The Labor Department’s weekly jobless claims report has revealed initial claims for state unemployment benefits totaled 3.839 million for the week ended April 25. This is down from 4.442 million in the prior week but the total has now soared beyond 3o million in just five weeks. Reuters had polled economists who had forecast 3.50 million claims in the latest week. 

Applications for jobless benefits hit a record high of 6.867 million in the week ended March 28 – shortly after US President Donald Trump enforced a nationwide lockdown.

Andrew Hollenhorst, an economist at Citigroup in New York, said: “Job separations will likely remain high for a while, as softer demand spills over into industries not initially directly affected by shutdowns.”

The US government has enabled people temporarily unemployed for reasons related to COVID-19 to file for jobless benefits.

This includes those quarantined with the expectation of returning to work, as well as people leaving employment due to a risk of exposure or infection or to care for a family member.

On Thursday, the US sparked fresh disastrous recession fears after the Commerce Department’s latest report showed the world’s largest economy slumped 4.8 percent in the first quarter of this year.

The fall in GDP marked the first economic contraction in the US in six years, with economic forecasts warning of far worse to come in the April to June period, as the true impact on consumers and businesses from the current lockdown become evident.

The Congressional Budget Office has even estimated that GDP will plunge by a massive 40 percent year-on-year in this quarter,.

This would be the bleakest three-month period since such records were first compiled in 1947.

Consumer spending, which accounts for more than two-thirds US economic activity,m plunged 7.6 percent in the first three months of this year – the biggest drop since the secind quarter of 1980.

Income at the disposal of households grew by just half-a-percentage point, compared to 12.6 percent in the final three months of 2019.

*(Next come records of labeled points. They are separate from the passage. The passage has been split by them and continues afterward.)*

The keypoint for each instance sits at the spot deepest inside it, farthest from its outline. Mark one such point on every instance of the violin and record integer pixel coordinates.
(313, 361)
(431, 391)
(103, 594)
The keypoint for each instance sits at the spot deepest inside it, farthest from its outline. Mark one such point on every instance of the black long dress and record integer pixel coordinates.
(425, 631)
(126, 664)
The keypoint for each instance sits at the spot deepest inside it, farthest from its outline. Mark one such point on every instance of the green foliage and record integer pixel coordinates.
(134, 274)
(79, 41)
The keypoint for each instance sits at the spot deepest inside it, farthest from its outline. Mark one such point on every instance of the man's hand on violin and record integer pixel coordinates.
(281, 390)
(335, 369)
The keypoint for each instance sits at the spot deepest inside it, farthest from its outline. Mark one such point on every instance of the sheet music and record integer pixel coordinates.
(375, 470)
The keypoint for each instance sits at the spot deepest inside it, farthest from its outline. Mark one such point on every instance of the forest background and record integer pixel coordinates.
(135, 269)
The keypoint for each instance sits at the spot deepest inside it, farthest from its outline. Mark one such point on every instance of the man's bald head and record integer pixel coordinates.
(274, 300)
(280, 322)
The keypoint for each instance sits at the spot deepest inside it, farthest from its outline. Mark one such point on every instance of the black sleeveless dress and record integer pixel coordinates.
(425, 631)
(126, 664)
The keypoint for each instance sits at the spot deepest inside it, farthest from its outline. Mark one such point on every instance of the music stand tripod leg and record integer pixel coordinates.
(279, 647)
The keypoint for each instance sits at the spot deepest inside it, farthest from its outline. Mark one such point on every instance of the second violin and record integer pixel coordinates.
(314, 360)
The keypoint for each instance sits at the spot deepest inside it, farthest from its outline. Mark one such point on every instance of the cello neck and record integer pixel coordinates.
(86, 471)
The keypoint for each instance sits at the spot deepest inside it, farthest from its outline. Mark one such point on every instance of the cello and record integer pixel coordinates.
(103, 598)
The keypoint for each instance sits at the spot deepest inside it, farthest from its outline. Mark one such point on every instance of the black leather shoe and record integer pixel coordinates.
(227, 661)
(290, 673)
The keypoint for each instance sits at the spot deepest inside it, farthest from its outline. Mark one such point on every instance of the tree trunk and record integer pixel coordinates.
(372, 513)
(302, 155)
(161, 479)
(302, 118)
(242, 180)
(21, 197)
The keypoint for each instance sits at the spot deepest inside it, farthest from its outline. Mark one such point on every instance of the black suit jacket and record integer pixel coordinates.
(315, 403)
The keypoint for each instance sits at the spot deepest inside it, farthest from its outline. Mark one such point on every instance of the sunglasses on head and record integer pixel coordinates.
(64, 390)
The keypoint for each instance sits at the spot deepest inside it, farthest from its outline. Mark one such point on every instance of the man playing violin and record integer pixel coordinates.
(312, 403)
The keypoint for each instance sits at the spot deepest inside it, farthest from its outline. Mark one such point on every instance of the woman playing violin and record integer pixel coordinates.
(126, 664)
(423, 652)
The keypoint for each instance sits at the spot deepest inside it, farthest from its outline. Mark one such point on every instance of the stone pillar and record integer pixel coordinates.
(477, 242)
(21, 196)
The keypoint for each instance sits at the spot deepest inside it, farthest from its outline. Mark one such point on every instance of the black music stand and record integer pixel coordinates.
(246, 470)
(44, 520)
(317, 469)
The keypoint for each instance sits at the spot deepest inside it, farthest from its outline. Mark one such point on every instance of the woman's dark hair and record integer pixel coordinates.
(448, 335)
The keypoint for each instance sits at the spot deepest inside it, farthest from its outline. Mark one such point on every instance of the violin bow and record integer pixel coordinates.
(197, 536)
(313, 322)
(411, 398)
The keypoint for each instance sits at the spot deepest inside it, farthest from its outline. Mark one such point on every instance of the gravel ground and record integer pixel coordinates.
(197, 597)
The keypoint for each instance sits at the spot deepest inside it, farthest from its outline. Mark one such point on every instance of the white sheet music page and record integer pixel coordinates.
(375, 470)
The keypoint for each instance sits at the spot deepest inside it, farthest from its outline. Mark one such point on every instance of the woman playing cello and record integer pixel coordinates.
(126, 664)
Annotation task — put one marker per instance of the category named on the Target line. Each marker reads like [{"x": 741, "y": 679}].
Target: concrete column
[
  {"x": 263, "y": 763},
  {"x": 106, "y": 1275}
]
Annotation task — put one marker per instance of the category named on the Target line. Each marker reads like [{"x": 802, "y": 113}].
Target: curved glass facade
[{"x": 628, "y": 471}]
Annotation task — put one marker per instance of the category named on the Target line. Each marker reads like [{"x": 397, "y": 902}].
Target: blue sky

Imports collapsed by 15.3 percent – the sharpest fall since the second quarter of 2009.

The US Congress has already approved a huge financial package of $ 3trillion, while the Federal Reserve has cut interest rates to near zero.

Economic analysts have warned of much worse to come for the US economy in the current quarter, that could trigger a “deep recession”.

Sung Won Sohn, a business economics professor at Loyola Marymount University in Los Angeles, said: “The economy is in free fall, we could be approaching something much worse than a deep recession.

“It’s premature to talk about a recovery at this moment, we are going to be seeing a lot of bankruptcies for small and medium sized businesses.”

Chris Rupkey, chief economist at MUFG in New York, said: “The economy will continue to fall until the country opens back up.

“If the economy fell this hard in the first quarter, with less than a month of pandemic lockdown for most states, don’t ask how far it will crater in the second quarter.”

The US has by far the most infections and deaths from the killer coronavirus outbreak.

The country has so far announced more than one million confirmed cases, with almost 62,000 deaths.

On Wednesday, the US announced a further 2,390 deaths and 28,429 cases.